Boosalis, a junior studying finance at the college, said the format will give speakers 30 minutes to express their views, to be followed by a 45-minute Q&A session. He declined to say how much the speakers are being paid.
On Thursday night at 6 p.m., students are holding a rally outside the university's Low Library to demand that the events featuring Cernovich and Robinson be cancelled.

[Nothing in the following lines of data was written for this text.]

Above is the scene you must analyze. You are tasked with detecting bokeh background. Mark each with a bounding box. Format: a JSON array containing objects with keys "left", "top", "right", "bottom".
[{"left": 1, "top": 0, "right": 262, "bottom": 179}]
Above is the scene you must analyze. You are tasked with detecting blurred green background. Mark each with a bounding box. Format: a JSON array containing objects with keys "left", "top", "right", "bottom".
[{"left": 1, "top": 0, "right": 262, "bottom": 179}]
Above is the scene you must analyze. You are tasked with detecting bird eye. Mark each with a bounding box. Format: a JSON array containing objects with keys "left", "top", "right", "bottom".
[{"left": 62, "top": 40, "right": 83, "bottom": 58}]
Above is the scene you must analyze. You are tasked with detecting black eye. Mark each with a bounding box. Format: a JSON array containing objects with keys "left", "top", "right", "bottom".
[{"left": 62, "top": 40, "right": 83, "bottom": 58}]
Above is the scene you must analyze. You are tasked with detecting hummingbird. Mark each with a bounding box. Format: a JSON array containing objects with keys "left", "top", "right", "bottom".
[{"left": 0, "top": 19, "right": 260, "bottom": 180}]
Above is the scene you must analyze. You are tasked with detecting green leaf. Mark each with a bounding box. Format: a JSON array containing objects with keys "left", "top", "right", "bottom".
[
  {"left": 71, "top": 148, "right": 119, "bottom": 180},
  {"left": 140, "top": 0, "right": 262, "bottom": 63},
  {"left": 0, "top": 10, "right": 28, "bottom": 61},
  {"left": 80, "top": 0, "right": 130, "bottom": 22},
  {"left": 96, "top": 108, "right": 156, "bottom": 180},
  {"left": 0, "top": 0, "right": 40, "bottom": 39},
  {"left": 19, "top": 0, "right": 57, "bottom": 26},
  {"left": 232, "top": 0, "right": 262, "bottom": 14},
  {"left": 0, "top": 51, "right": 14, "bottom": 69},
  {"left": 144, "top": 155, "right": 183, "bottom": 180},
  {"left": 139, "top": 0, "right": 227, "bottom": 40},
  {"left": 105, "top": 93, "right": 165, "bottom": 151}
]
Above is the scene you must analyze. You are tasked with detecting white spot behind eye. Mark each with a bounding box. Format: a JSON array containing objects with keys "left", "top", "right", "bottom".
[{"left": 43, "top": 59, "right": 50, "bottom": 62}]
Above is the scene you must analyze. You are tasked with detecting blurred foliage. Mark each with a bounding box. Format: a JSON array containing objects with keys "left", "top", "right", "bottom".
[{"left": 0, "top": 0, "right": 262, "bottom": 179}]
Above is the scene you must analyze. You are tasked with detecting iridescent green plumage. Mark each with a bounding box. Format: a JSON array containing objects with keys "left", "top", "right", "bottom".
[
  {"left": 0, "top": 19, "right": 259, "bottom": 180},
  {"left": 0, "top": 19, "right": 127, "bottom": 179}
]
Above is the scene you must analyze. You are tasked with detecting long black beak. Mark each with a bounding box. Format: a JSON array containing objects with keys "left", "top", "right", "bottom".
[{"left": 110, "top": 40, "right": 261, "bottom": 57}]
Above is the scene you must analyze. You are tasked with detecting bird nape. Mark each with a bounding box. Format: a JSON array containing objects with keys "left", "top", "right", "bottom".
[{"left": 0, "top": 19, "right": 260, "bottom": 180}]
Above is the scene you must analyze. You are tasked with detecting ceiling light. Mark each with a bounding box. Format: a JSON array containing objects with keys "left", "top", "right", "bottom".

A press release from those opposing some of the speakers referred to Robinson as "a violent Islamophobe who founded the English Defense League."
"[Columbia] President [Lee] Bollinger recently said in a New York Times article that the University was interested in addressing 'current injustices' after Columbia published a report revealing the role that wealthy slave merchants played in founding the University," the statement read. "If Columbia is serious about breaking from its historic complicity in the slavery, then it can start by refusing to give a platform to white supremacists."
While Boosalis said he agrees with demonstrators' right to protest, he encouraged them to grill the guests during their Q&A sessions.
When asked about Cernovich's controversial past the Pizzagate conspiracy theory, Boosalis said the series would provide an opportunity for students to challenge him directly on the matter.
"I don't agree with all my speakers on every point, but it's important for that conversation to happen," the student said. "And for students to point those things out, I think it's a fair criticism."
Boosalis said the club is working on its November schedule, which currently includes conservative radio host Dennis Prager, on a date to be determined, as well as Republican lobbyist Jack Abramoff, on November 18.